人間にとって、死は誰にも訪れる、逃れられない宿命だ。古代エジプト人は、人間は死後も再び蘇ることができると考え、ピラミッド、ミイラ、死者の書などを作り、その一部が、今日まで伝わっている。
森アーツセンターギャラリーで開催された、「大英博物館 古代エジプト展」で、大英博物館が所有する、膨大なミイラ、死者の書などの一部を、見ることができた。
この展覧会の目玉は、紀元前10世紀ごろに作られ、いままで発見されている中では、最長の37メートルにもなる死者の書である、「グリーンフィールド・パピルス」。特別室に、その全てが展示されていた。
内容は、この死者の書を作らせた人物が、ミイラとなる所から始まり、やがて、オシリス神の前で、生前の行いについて審判を受け、ついに再生し、冥界の楽園に到着するまでが描かれている。
このパピルスは、上部に絵が描かれ、下部に、いわゆるヒエログリフで文章が書かれている。下部のヒエログリフは、さっぱり意味が分からないが、上部の絵の部分を見ると、当時の人々の考え方や、当時のエジプトの様子などが垣間見える。
絵の中には、ワニ、ヘビ、牛、サル、タカ、ライオン、などの様々な動物が描かれている。あるものは、神の姿として描かれている。当時のエジプトには、実に多くの動物が暮らしていたのだということがわかる。
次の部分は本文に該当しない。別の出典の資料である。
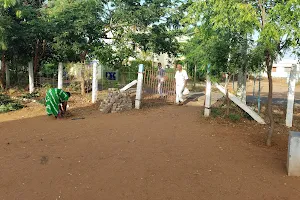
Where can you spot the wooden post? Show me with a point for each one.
(31, 77)
(291, 97)
(95, 81)
(139, 87)
(207, 95)
(60, 76)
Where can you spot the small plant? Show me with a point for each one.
(7, 104)
(234, 117)
(31, 96)
(46, 86)
(215, 112)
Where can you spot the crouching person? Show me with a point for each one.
(56, 102)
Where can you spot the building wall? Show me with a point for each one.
(282, 69)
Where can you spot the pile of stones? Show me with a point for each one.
(116, 101)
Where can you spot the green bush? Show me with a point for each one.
(215, 112)
(32, 95)
(234, 117)
(7, 104)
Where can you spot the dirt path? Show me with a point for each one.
(163, 153)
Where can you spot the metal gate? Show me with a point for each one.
(155, 89)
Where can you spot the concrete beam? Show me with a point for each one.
(242, 105)
(293, 162)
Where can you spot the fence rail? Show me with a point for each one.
(156, 87)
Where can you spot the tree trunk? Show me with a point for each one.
(269, 63)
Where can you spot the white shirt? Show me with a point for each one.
(181, 77)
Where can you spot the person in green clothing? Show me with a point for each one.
(56, 102)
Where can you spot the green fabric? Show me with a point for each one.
(54, 97)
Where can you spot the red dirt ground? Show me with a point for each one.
(157, 153)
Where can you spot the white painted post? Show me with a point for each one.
(291, 97)
(7, 77)
(95, 81)
(207, 95)
(31, 77)
(293, 161)
(60, 76)
(139, 87)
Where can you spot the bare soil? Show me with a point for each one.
(160, 152)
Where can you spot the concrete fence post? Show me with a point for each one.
(60, 76)
(95, 81)
(139, 87)
(31, 77)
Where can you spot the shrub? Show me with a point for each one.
(7, 104)
(234, 117)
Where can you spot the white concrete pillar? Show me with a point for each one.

「グリーンフィールド・パピルス」は、丸められた状態で発見されたが、その並び順は、バラバラだったという。内容を解読し、順序付けたのは、バッジという古代エジプトの研究者だった。
このバッジという人物は、映画のインディ・ジョーンズみたいな人物で、自らエジプトを何度も訪れ、多くの古代エジプトの文化財を派遣し、イギリスに贈った。エジプト人から見れば、祖先が残した貴重な宝の略奪者、ということになるが、彼がイギリスに持ち帰っていなければ、現在、私たちが目にすることはなかった。文化財の保護について考えるにあたり、大きなジレンマがそこにはある。
会場には、最も完成度が高く、美しいといわれる「アニの死者の書」の複製も展示されていた。この「アニの死者の書」は、他ならぬバッジが発見し、イギリスに持ち帰ったものだ。
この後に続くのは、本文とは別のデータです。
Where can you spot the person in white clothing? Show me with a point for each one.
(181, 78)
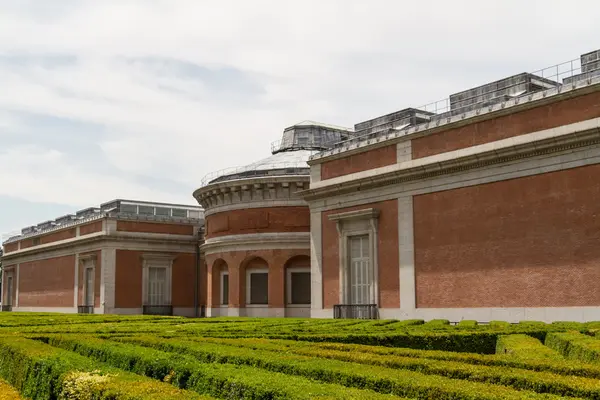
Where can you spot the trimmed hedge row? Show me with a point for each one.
(525, 347)
(224, 381)
(7, 392)
(559, 366)
(541, 382)
(40, 371)
(575, 346)
(421, 379)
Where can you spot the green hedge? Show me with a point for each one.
(575, 346)
(559, 366)
(453, 382)
(523, 380)
(223, 381)
(470, 342)
(7, 392)
(468, 324)
(42, 372)
(525, 347)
「死者の書」が最初に作られたのは、紀元前1700年頃だと考えられている。それまでは、独立した書ではなく、ミイラを収める棺に、同様の内容がヒエログリフや絵で描かれていた。会場には、「コフィンテキスト」とよばれるそうした内容が書かれた、棺も展示されていた。
エジプトは、”ナイルの賜物”という言葉にもあるように、ナイル川の恩恵を受けて、古代から農作地帯として発展した。一般の人々も、小麦から作ったビールを味わうなど、比較的豊かな暮らしをしていた、と考えられている。王や金持ちであれば、なおさら豊かな暮らしをしていただろう。
だからこそ、それらを全て失ってしまう死への恐怖は、誰よりも強く感じていたのかもしれない。その死への恐怖が、膨大な、ミイラや死者の書などを生み出し、それが今日では、古代エジプト文明を代表する遺産となっている。